Caracalla was acclaimed Emperor in Viminacium. In 239 AD, Emperor Gordianus III granted full civil rights to the upgraded Colonia Viminacium and allowed minting copper coins. A nearby basilica (30 x 40 metres) and cemeteries with14,000 graves and many sarcophagi, unique for the ancient Upper Moesia province, testify the wealth of this ancient community.
Disasters did strike the thriving city. After emperors Decius and Herennius were killed in a battle against the Goths, Emperor Hostilian, who stayed here from June to November 251 AD,died of plague. His mausoleum (20 x 20 metres), plundered after 312 AD, is one of Viminacium’s main attractions. The columns of the mausoleum were recycled into tombs in the 4th century. Viminacium also suffered during the unsuccessful coup by a high Roman official Ingenuus, who tried to overthrow Gallienus in 255/256 AD. Citizens and troops were severely punished. Another plague struck during the reign of Aurelian (270–275), drastically reducing the population of Viminacium.
Even after Atilla the Hun conquered Viminacium in 441 AD and destroyed it, the place managed to become a bishop’s seat before completely vanishing.
High quality glassware, abundance of jewellery, coins and ceramics (vessels, lamps, bricks, and pipes for water supply) demonstrate the high standard of the Roman way of life.
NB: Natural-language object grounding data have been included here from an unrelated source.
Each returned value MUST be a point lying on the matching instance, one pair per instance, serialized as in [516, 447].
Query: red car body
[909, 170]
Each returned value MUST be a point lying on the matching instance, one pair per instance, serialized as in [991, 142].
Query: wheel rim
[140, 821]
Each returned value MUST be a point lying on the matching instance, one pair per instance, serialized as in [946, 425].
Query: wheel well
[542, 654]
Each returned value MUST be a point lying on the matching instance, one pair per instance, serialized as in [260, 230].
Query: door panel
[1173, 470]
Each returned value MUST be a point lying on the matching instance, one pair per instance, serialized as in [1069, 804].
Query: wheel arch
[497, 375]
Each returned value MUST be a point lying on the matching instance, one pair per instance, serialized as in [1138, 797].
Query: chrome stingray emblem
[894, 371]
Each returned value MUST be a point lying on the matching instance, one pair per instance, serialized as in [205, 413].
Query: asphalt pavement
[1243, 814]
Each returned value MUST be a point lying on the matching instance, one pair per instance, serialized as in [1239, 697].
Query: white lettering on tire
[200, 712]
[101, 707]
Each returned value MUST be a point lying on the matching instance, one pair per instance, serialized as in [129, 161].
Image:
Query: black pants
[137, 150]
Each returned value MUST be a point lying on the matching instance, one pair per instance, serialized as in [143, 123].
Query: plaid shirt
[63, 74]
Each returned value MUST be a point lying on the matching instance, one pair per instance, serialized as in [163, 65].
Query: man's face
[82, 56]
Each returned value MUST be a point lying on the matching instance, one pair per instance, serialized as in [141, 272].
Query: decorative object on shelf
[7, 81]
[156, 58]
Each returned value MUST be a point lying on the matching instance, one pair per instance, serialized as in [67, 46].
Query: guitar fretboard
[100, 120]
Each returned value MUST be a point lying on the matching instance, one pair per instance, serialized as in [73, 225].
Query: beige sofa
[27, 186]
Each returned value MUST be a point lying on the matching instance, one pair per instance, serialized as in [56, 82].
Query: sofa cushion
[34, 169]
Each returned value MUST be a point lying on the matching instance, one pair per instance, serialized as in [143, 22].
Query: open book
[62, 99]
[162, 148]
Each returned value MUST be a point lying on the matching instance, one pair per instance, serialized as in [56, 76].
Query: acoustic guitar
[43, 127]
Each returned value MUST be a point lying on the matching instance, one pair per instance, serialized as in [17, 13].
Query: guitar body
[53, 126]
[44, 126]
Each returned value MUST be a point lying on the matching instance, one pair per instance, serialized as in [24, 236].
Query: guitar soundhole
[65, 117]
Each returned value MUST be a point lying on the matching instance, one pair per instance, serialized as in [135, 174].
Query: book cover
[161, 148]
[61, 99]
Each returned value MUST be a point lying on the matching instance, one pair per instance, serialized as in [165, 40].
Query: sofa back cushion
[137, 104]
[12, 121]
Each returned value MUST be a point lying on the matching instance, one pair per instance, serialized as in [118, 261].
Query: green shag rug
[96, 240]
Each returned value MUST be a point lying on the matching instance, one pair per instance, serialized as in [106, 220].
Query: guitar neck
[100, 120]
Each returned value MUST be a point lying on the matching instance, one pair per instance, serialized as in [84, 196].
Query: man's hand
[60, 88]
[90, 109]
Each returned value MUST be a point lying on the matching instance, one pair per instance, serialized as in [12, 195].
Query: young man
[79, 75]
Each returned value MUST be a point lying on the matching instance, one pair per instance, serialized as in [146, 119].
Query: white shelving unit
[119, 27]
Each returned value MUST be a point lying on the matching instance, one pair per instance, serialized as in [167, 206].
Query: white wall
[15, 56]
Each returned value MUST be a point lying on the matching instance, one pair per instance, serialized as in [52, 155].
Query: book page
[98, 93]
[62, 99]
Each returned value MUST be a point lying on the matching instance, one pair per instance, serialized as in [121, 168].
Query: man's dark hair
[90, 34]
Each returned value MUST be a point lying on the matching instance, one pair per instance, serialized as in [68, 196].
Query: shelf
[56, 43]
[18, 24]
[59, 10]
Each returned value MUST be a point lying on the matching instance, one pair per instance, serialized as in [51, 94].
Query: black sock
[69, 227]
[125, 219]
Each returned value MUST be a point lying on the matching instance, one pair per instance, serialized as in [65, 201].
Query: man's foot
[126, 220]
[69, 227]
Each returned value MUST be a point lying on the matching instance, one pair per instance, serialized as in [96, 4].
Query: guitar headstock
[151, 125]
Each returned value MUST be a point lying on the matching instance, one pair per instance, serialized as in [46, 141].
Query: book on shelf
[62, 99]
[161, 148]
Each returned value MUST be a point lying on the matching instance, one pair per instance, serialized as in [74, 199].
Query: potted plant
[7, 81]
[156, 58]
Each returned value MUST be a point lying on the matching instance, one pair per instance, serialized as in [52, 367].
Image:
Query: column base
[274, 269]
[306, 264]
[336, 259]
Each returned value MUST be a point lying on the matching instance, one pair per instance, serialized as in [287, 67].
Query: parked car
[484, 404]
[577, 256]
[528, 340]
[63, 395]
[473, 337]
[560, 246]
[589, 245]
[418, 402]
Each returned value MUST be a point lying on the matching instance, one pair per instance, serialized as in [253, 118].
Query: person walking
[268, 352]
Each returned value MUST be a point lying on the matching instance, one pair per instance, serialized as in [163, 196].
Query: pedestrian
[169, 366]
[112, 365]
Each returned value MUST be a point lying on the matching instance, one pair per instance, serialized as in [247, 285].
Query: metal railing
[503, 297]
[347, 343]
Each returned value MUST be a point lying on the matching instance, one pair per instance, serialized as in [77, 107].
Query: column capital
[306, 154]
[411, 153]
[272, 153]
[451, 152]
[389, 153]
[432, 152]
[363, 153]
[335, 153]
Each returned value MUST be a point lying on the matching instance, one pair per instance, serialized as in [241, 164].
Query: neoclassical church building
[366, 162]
The most popular are the fresco paintings in pagan and Christian tombs (4th century). See Cupido, the Chi Rho christogram and a Mona Lisa-style wall fresco.
The National Museums of Belgrade and Požarevac keep 30,000 artefacts from Viminacium, 700 of them made of gold or silver. Unfortunately, illegal diggers have recently destroyed parts of the ancient Roman theatre looking for gold treasures.
As archeological excavations continue there are new discoveries too: in 2009, a skeleton of a 5-million–year-old mammoth was discovered. When the arena was excavated in June 2012, the bones of bears and camels were found. A Roman cemetery (2nd and 3rd century AD) was brought to daylight on 21 June 2012 together with beautiful pieces of jewellery and oil lamps. Finally, a scientific and research centre and an archaeology museum opened in Domus scientiarum Viminacium, a beautiful Roman villa-style building. Guided tours in English (45 min) are provided for foreign visitors (every hour on the hour). A complete visit to the archaeological park takes about two and a half hours.
If you get hungry, go to Viminacium Tavern. It serves hot and cold refreshments and classic Roman dishes for lunch and dinner (they must be pre-ordered three days in advance).Viminacium is on the Serbian Roman Emperors Route.